Я шел по улице—аллее, круто спускавшейся к Каме, и свистел — не очень громко, чтобы не остановить внимания прохожих. На стене лучшего в городе здания авиашколы я в тысячный раз прочел надпись на мраморной доске: «Здесь учился Попов, изобретатель радио, гениальный русский ученый».
Прихрамывая, я поднялся на высокий берег, и мутноватая, еще весенняя, с желто—серым отливом Кама открылась передо мной с ее пристанями и пароходами, тянущими огромные баржи, свистками и голосами людей, далеко разносящимися над широкой, просторной водой…
«Жаль, что вы не можете прямо из М—ова лететь в Ленинград.
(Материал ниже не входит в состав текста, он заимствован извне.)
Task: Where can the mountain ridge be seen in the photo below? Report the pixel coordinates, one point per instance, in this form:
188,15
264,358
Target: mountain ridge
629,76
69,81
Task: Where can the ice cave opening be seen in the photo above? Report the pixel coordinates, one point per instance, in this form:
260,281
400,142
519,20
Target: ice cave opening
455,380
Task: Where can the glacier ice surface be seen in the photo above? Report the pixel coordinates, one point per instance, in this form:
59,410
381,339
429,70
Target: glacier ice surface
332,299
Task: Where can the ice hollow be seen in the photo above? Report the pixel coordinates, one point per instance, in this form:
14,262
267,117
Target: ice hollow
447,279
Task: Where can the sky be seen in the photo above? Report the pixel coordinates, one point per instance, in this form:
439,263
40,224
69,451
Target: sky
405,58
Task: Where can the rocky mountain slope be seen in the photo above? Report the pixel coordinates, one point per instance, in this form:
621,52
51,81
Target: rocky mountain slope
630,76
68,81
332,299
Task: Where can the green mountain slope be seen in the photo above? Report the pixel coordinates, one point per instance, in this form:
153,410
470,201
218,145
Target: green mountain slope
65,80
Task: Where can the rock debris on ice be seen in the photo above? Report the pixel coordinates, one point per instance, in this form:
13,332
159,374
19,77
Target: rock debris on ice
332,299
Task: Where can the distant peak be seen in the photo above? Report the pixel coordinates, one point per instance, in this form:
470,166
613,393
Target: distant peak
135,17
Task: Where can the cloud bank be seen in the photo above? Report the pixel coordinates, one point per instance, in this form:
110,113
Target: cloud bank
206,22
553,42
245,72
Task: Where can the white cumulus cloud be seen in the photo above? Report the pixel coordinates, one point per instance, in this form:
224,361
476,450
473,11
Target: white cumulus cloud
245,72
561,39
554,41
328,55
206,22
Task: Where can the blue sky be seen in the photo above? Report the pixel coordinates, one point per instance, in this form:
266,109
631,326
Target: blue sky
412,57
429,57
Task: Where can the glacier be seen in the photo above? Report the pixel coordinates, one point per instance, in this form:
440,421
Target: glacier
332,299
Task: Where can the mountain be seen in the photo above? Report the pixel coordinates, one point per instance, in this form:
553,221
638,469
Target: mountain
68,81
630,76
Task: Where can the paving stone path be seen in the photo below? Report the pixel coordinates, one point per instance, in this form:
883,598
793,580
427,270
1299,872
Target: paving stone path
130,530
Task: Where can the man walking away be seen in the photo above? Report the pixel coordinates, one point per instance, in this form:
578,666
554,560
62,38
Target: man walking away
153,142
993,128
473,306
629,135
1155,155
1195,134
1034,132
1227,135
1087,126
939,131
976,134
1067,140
Я бы могла вас устроить».
Что ж, теперь все в порядке. Садись и лети! И не нужно никаких разрешений. Из кабины ты перешел в помещение для пассажиров. Кресло удобное, откинулся и лежи, отдыхай!
Наверно, я сказал это вслух, потому что стоявшие на берегу «ремесленники» в больших, не по росту, курточках и фуражках засмеялись и немного прошли за мной. И мне вспомнилось, как после Испании мы с Катей поехали в Энск и как мальчики в Энске ходили за мной и все делали совершенно так же, как я. Я остановился, чтобы купить в ларьке папирос, и они остановились и купили те же папиросы, что я. Мне захотелось купаться. Катя осталась в Соборном саду, а я спустился к Тихой, разделся и бросился в воду. И они разделись немного поодаль и бросились в воду, совершенно так же, как я. Еще бы: летчик, который дрался в Испании и вернулся с орденом Красного Знамени на груди! А теперь?
Пальцы у меня немного дрожали, но я все—таки свернул папиросу, закурил и некоторое время неподвижно стоял на берегу, глядя на всю эту незнакомую разнообразную жизнь большой реки. Прошел серый пассажирский пароход. Я прочитал название «Ляпидевский» и подумал: «А вот ты не стал Ляпидевским». Потом прошел еще один такой же небольшой пароход. Я прочел название «Каманин» и подумал: «И Каманиным, брат, тоже!» вдалеке у пристани стоял «Мазурук», и я невольно улыбнулся, подумав, что мне придется до поздней ночи укорять себя, если окажется, что в Камском пароходстве все суда названы фамилиями знаменитых летчиков, да еще моих хороших знакомых.